Dead Suspect in Pentagon Attack Was a Marine Corps Washout
The man faced a series of charges earlier this year tied to alleged offenses in Georgia, with a judge ordering that he be barred from owning guns while the cases progressed. Those charges haven’t moved forward in the Georgia court system, which has an extensive backlog due to the coronavirus pandemic.
The Pentagon was placed on lockdown for more than an hour Tuesday morning after a man ambushed a law enforcement officer at a Metro transit station just steps outside the building.
Austin Lanz, 27, of Georgia, was identified by law enforcement officials as the suspect, according to reporting from The Associated Press. He allegedly ran at one officer and stabbed him in the neck. Lanz was shot and killed by other responding officers. Officials are still investigating the motive behind the attack.
Lanz enlisted in the Marine Corps on Oct. 9, 2012, but was “administratively separated” on Nov. 2 that year, according to Maj. Jim Stenger, a Marine Corps spokesperson.
A new recruit or service member can be separated for a large roster of reasons, ranging from criminal issues, poor behavior, failure to meet military standards or drug abuse. It is unclear what led to Lanz’s swift dismissal.
“He never earned the title Marine,” Stenger said to Military.com in a statement.
Lanz was arrested in April in Cobb County, Georgia, on burglary and criminal trespassing charges, according to court records. A second criminal case was filed against him the same day on one count of making a terrorist threat, rioting in a penal institution and two counts of aggravated battery on police officers.
He was released on a $30,000 bond and ordered by the court to undergo a mental health evaluation and prohibited from ingesting alcohol or using illegal drugs. He also lost his rights to own firearms.
Military.com reached out several times to the attorney listed for Lanz in Georgia court records but did not get an immediate response.
Lanz also was ordered to stay away from a specific home address in Acworth, Georgia, and a man who resides there. That man declined to be interviewed when reached by phone by a Military.com reporter.

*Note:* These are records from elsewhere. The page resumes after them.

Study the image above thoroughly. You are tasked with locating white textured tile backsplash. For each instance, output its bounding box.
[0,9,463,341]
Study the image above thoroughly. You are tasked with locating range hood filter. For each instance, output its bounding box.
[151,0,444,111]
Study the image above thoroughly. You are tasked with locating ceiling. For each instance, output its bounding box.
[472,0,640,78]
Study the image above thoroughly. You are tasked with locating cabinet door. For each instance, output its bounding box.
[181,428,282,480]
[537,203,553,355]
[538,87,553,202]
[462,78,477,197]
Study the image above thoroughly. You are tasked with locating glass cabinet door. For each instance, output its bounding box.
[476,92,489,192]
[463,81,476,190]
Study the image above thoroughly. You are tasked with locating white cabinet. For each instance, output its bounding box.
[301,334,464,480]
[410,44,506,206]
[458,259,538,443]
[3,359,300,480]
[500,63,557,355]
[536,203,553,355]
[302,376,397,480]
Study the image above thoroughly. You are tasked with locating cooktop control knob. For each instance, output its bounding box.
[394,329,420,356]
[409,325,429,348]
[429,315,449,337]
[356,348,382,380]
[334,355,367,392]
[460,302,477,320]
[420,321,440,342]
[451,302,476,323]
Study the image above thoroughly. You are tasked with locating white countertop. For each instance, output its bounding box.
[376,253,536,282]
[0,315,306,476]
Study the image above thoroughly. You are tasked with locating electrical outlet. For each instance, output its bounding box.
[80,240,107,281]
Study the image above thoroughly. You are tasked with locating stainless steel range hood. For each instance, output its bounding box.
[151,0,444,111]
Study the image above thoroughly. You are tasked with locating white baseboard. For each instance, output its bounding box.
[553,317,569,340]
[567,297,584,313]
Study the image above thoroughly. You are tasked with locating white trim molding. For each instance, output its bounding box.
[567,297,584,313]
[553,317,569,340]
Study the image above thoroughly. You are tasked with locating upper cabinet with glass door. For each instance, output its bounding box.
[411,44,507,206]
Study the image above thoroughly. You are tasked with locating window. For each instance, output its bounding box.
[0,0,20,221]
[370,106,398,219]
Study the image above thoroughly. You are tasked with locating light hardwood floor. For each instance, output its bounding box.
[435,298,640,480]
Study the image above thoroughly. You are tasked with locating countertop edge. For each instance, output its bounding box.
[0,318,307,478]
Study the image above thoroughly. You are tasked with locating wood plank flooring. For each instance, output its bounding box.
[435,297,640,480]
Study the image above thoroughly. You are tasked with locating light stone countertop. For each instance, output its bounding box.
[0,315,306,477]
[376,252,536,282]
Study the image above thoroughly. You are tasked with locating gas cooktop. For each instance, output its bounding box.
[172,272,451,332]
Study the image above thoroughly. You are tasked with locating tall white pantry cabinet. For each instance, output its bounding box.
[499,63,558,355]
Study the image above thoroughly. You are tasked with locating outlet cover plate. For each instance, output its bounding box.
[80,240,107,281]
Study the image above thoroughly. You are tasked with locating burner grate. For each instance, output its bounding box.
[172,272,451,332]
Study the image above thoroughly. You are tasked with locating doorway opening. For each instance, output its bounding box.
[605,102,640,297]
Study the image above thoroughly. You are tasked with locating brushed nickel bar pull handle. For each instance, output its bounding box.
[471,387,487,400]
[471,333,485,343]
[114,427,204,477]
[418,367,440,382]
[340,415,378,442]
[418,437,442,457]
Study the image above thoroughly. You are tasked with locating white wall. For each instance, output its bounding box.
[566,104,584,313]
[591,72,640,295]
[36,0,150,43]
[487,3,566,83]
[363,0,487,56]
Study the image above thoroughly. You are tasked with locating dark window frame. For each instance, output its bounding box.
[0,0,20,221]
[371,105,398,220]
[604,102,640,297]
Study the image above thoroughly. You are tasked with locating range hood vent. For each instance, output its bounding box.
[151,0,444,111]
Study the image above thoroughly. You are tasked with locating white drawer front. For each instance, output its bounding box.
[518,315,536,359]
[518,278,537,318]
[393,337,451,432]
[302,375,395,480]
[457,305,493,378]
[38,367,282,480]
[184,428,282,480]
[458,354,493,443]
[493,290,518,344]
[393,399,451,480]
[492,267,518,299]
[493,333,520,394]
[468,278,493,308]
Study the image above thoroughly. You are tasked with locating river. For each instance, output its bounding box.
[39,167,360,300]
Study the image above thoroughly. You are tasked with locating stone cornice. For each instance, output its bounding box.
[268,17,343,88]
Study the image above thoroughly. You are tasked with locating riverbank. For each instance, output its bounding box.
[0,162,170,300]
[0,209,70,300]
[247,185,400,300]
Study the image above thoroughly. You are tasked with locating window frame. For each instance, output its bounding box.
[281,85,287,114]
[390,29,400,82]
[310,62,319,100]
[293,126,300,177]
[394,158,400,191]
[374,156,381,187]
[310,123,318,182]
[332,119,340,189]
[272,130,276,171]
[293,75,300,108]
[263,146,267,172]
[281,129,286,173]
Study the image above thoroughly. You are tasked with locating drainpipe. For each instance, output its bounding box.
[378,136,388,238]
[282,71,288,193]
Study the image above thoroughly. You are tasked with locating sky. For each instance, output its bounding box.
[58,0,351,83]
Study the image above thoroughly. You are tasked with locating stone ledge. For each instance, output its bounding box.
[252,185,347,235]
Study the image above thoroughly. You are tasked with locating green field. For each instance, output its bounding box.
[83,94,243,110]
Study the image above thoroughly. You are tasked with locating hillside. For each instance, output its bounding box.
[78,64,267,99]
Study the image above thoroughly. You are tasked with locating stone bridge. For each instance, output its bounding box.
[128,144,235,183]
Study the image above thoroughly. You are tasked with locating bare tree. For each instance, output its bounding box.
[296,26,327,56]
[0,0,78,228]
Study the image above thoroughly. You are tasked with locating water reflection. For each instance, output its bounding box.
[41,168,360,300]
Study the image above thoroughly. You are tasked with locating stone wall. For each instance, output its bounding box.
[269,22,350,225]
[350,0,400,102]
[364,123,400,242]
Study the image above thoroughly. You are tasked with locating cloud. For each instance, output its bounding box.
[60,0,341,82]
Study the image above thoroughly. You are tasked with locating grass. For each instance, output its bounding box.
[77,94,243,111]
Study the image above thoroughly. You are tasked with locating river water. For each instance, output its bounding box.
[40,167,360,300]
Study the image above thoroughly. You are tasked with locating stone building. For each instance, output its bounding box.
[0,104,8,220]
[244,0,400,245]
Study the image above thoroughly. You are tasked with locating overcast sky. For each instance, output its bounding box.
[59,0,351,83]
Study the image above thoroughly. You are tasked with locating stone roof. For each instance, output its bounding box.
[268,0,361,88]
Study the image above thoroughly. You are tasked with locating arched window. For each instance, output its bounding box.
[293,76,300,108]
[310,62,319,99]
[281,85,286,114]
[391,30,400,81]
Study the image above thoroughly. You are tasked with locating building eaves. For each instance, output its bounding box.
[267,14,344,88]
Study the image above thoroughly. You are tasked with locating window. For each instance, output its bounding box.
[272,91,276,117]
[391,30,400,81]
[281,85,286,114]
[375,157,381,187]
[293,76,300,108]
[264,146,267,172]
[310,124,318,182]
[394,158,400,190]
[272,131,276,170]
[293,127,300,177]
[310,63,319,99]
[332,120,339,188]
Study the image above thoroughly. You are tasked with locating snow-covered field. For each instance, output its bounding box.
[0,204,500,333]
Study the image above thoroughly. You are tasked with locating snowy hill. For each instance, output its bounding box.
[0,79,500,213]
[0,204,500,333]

According to a court clerk for the Cobb County Magistrate Court, Lanz’s case was referred to Cobb County Superior Court. However, records indicate that the Cobb County District Attorney’s Office had yet to indict Lanz at the time of the shooting.
Latonia P. Hines, a spokeswoman for the Cobb County District Attorney’s Office, told Military.com that the case had yet to be presented to a grand jury. She added that empaneling grand juries had been held up by COVID-19 restrictions.
Pentagon officials identified the officer killed in the line of duty as George Gonzalez. He joined the Pentagon police force in 2018. He previously served in the Army and was an Iraq War veteran.
“As we mourn the loss of Officer Gonzalez, our commitment to serve and protect is stronger. Officer Gonzalez’s family is in our thoughts and prayers. May he rest in peace,” the Pentagon said in a statement.
Gonzalez, a native of Brooklyn, New York, was a “die-hard Yankees fan,” according to the Defense Department.
Details surrounding the attack are scarce, with Pentagon officials still withholding key details. At a press conference Tuesday, Woodrow Kusse, the chief of the Pentagon Force Protection Agency, declined to answer any questions regarding what led up to the attack, or how many bystanders or other officers were injured.
Defense Secretary Lloyd Austin and Gen. Mark Milley, chairman of the Joint Chiefs of Staff, were at the White House at the time of the attack for a scheduled meeting with the president, according to Pentagon Press Secretary John Kirby.